Saltillo native Colleen Hoover has hit the big time. Her first book, the self-published “Slammed,” has been on the New York Times bestsellers list almost since its release early last year.
Her second book, “Point of No Retreat” also made the list. The young author was picked up by Simon & Schuster, a major publishing house.
She was the subject of a recent ABC Nightline segment which is set to air this month’ and this week, The Associated Press is coming to her house for an interview.
She will also be a featured guest at an Amazon.com-sponsored panel at Austin’s famous SXSW Festival.
Hoover, the mother of three young boys took a few minutes from her hectic schedule to answer some questions about her whirlwind life.
News-Telegram: You've been riding a wave of popularity for some time. How has it changed your daily life? Your writing life?
Colleen Hoover: It's been overwhelming for sure.
I released my third book, “Hopeless,” in December and after it hit #1 on The New York Times, things have really picked up.
I've been doing a lot of interviews and traveling, so it's left little time for writing.
I hired someone to help me on a full-time basis last week and it's already made a huge difference, so I'm hoping to be able to block off writing time in the next few months.
N-T: It must really be exciting to get to meet people who have made the trip specifically to meet you/get a book signed.
CH: I had a book signing in Fairview two weeks ago. After being contacted by ABC's Nightline for an interview, their production team decided to come to the signing. That experience was incredible. There were so many people who showed up. One person flew in all the way from Canada.
N-T: Have you been on a full blown book tour? If so, how did it go? How long were you out? Did you enjoy the travel? Was there much difference in audiences as you moved from city to city?
CH: My situation is a little different since I have both traditionally and self-published books.
I schedule a few on my own and then also attend signings set up through Simon & Schuster.
I've never had the opportunity to travel much, so the past few months have been a lot of fun. I've been to New York City, Denver, Minnesota, Florida and Connecticut – all between October and September.
I'm usually only gone weekends when I do have a signing, so I have plenty of time to recoup between events.
This year I'm hoping to take my boys with me to a few so we can make vacations out of them. They've never been on an airplane before.
N-T: You have a publisher and a movie deal, right? How does that make you feel?
CH: I didn't publish my first book until January of last year, so it's only been a year. I'm still wrapping my mind around all that's happened. It's been a surreal experience and I'm trying to enjoy every moment of it while it lasts.
N-T: What’s it like working with Simon & Schuster? Do they give you a lot of editorial advice?

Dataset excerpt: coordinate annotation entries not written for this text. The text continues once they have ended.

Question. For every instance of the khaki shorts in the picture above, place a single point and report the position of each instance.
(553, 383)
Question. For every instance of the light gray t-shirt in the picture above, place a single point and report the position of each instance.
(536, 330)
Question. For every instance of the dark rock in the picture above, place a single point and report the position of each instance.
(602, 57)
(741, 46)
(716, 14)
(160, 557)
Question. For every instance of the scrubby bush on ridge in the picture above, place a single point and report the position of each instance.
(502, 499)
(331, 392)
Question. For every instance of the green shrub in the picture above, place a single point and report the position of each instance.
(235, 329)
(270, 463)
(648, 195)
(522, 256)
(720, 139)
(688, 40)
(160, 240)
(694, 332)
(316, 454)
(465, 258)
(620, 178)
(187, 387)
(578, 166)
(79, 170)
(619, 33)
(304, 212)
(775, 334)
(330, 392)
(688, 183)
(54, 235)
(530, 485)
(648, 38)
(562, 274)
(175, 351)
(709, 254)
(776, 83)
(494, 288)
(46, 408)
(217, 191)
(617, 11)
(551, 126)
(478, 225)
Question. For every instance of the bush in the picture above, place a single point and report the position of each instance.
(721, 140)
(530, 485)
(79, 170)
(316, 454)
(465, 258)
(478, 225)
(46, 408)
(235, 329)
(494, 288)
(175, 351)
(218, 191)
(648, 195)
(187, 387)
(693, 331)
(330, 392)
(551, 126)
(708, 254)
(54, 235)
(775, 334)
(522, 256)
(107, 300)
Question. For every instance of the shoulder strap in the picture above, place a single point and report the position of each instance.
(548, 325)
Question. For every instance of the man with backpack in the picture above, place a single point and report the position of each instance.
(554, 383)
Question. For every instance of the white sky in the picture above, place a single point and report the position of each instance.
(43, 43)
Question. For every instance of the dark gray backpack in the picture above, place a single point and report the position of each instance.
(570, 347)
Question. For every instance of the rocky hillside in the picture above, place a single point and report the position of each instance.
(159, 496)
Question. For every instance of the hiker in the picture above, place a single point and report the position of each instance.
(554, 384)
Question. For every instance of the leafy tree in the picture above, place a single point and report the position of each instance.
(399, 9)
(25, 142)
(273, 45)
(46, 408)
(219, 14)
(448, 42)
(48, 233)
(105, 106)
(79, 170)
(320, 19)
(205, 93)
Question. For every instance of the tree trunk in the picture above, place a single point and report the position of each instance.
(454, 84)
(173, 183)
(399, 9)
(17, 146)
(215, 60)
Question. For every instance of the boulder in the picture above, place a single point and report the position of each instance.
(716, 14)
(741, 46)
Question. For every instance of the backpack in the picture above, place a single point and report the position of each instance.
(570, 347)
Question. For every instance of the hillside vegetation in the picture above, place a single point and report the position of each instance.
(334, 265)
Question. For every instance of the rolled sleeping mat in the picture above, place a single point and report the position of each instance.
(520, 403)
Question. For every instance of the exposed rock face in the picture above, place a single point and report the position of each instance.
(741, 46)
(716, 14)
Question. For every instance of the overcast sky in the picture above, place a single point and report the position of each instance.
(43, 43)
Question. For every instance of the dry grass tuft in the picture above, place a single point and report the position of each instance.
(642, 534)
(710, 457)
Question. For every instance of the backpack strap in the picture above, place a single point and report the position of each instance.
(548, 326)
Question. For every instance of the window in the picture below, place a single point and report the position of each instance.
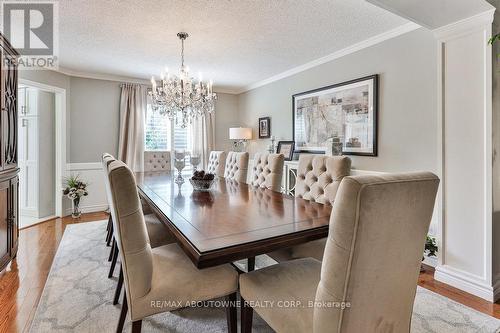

CH: I signed my first two books with Simon & Schuster, but decided to self-publish my recent release, “Hopeless.” I enjoy aspects of both traditional publishing and self-publishing and feel I may make different decisions based on each novel.
I recently submitted a manuscript that ties into one of the books they've already bought rights to, so that one I will publish through S&S again.
I love working with them and my editor is amazing.
I was lucky in that I didn't have to go through re-writes with the books, since they had been released before they were picked up by the publisher.
I have a feeling the manuscript I just submitted will be a different story since it hasn't been in the hands of readers yet.
N-T: How did you "get the word out" about your books when you first started? You used a lot of social media, right?
CH: I used Facebook and Twitter, like most other self-published authors.
I can't say what helped my books garner as much of a following as they've had . . . maybe it's a combination of word of mouth and luck?
Whatever it is, I couldn't be more grateful to the readers who have supported me.
N-T: What advice would you give to a fledgling writer who wants to self-publish, as you did?
CH: Google was my best friend. I knew nothing about the publishing industry a little over a year ago. I researched every single aspect of it that I could find. The answers to every question an author has ever had can be found in writer's forums, etc. It takes a lot of work and time, but if you really want to make this a career the effort will pay off.
N-T: Is life better with or without a literary agent?
CH: I guess it depends on the author. I have a wonderful agent, Jane Dystel of Dystel and Goderich Literary Management out of NYC.
I know for a fact that I couldn't have negotiated the deals she was able to negotiate. She knows the business and has been doing this for years, so to me the agent fee is minimal compared to what they can do for you.
N-T: Did you retain any creative control over the Hollywood process?
CH: I don't have any control. When an author signs over their rights to a producer, it's standard to sign over the creative rights for the screenplay. Unless you are someone huge like EL James or Stephanie Meyer, you don't really have say-so when it comes to movie details.
N-T: What's next for you?
CH: Next week The Associated Press is coming to my house for an interview.
After that I'll be doing a panel for Amazon at SXSW in Austin.
In between, I have signings scheduled every month through the end of the year, so I'll be doing my best to sneak in time to write.
As soon as Hoover finished the interview, she was out the door to take her son to the orthodontist in Tyler. That’s life on the go for the busy wife, mom and up and coming author.